1. In order to examine the potential role of endogenous atrial natriuretic peptide (ANP) in modulating the increased sodium excretion per nephron in chronic renal failure, we studied healthy subjects with normal renal function (group I) and patients with moderate (group II) or severe chronic renal failure (group III) before, during and after administration of an intravenous sodium load. All subjects had been on a controlled diet containing 120 mmol of sodium per day for 5 days before the study.

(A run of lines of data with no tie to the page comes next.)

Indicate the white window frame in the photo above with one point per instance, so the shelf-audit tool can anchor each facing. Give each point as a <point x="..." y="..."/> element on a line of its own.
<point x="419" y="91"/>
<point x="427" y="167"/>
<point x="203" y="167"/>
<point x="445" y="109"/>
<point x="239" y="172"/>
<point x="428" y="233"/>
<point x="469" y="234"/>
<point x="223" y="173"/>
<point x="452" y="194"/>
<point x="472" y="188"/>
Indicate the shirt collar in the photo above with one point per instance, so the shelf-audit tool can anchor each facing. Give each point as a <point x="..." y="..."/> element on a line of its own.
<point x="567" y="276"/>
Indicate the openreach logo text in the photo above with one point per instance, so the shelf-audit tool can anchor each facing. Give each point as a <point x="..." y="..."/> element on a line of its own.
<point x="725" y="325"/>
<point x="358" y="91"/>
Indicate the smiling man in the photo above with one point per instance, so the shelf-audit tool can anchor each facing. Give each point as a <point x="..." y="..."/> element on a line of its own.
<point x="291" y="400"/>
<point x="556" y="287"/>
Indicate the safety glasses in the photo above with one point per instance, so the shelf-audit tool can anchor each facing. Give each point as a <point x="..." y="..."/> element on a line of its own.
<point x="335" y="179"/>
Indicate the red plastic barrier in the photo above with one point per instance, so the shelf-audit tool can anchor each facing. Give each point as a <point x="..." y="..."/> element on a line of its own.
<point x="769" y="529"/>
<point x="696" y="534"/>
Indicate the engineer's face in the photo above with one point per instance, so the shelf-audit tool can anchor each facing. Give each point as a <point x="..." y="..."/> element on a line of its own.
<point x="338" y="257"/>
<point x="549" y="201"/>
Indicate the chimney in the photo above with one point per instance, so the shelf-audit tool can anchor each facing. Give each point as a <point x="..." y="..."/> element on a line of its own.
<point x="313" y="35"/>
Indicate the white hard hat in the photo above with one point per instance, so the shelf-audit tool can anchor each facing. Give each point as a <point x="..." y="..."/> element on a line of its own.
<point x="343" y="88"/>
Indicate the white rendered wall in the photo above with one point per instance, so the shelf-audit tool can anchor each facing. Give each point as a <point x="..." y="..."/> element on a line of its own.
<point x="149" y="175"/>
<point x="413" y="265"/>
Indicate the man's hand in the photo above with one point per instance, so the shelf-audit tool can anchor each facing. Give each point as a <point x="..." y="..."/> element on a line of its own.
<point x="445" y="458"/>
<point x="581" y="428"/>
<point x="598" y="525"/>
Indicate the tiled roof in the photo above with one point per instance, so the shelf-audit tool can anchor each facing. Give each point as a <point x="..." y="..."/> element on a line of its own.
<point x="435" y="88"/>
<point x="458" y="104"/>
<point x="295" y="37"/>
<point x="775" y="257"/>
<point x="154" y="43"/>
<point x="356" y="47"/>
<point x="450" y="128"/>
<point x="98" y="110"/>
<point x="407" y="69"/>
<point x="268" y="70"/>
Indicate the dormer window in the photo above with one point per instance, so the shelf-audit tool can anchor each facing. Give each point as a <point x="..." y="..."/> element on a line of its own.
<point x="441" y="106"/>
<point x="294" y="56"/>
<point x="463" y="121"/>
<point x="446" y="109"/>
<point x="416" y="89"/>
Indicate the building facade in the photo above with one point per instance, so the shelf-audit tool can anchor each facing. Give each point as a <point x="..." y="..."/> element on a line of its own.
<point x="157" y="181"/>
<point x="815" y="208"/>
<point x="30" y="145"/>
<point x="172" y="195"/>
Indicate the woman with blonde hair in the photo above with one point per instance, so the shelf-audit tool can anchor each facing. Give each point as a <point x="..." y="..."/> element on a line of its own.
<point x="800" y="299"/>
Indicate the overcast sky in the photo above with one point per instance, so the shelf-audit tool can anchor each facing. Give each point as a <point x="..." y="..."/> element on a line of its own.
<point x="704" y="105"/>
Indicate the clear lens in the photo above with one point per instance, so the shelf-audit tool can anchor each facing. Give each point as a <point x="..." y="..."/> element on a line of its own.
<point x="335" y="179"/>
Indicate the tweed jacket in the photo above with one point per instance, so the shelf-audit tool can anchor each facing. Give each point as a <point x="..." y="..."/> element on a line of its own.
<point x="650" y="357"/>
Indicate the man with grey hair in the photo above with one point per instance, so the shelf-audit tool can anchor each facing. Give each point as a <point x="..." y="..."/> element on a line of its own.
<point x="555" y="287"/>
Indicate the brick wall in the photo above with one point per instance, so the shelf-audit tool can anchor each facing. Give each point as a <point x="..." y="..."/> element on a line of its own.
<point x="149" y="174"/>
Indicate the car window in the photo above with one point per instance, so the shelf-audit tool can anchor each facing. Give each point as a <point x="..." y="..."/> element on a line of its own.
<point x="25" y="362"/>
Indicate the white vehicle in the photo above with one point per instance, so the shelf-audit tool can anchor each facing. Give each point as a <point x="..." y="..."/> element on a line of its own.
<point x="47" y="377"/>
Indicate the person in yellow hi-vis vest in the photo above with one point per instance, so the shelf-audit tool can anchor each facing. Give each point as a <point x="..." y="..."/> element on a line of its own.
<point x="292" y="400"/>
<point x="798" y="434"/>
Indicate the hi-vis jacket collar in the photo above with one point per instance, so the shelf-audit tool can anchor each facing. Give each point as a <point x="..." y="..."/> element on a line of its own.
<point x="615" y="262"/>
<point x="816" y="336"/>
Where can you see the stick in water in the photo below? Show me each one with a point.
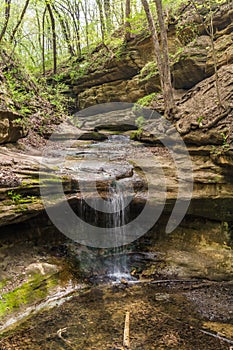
(126, 342)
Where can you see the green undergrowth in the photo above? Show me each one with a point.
(146, 100)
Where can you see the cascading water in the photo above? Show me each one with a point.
(117, 204)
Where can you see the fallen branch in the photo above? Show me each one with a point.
(126, 340)
(59, 333)
(217, 336)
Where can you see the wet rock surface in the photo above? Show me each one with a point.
(160, 317)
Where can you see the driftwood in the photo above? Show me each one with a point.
(126, 340)
(217, 336)
(59, 333)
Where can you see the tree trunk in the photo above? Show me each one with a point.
(107, 13)
(167, 84)
(155, 39)
(54, 39)
(211, 35)
(7, 16)
(43, 41)
(102, 22)
(20, 20)
(127, 22)
(65, 31)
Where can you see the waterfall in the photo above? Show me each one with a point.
(117, 203)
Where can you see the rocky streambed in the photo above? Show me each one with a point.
(59, 294)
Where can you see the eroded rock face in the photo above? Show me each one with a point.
(10, 128)
(119, 78)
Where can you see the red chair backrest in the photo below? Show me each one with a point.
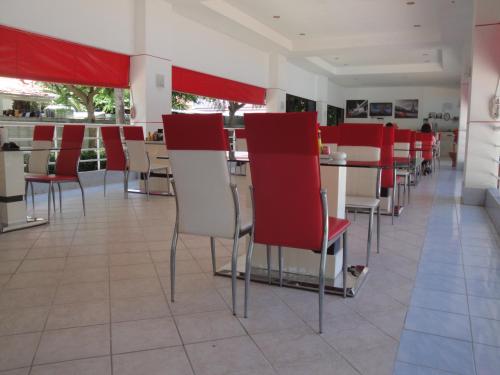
(115, 156)
(329, 134)
(387, 157)
(71, 148)
(43, 133)
(287, 211)
(426, 139)
(133, 133)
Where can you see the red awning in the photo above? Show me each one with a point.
(31, 56)
(192, 82)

2. Under basal conditions, plasma ANP and fractional excretion of sodium (FENa) were highest in group III. Both parameters increased in response to the sodium load in the three groups studied (P < 0.001). Changes with time differed from group to group (P < 0.05), the more marked response for both parameters being observed in group III. After adjustment with respect to plasma ANP (analysis of covariance), FENa was no longer modified in response to the sodium load, whereas adjustment of FENa with respect to mean blood pressure was without consequence on the significance of its change with time. This demonstrates that plasma ANP, but not mean blood pressure, represents the main factor producing variation in FENa during and after the sodium load.
3. These results suggest an important role for plasma ANP in promoting adaptation of short-term sodium excretion in response to an acute sodium load in patients with chronic renal failure who ingest a normal sodium intake.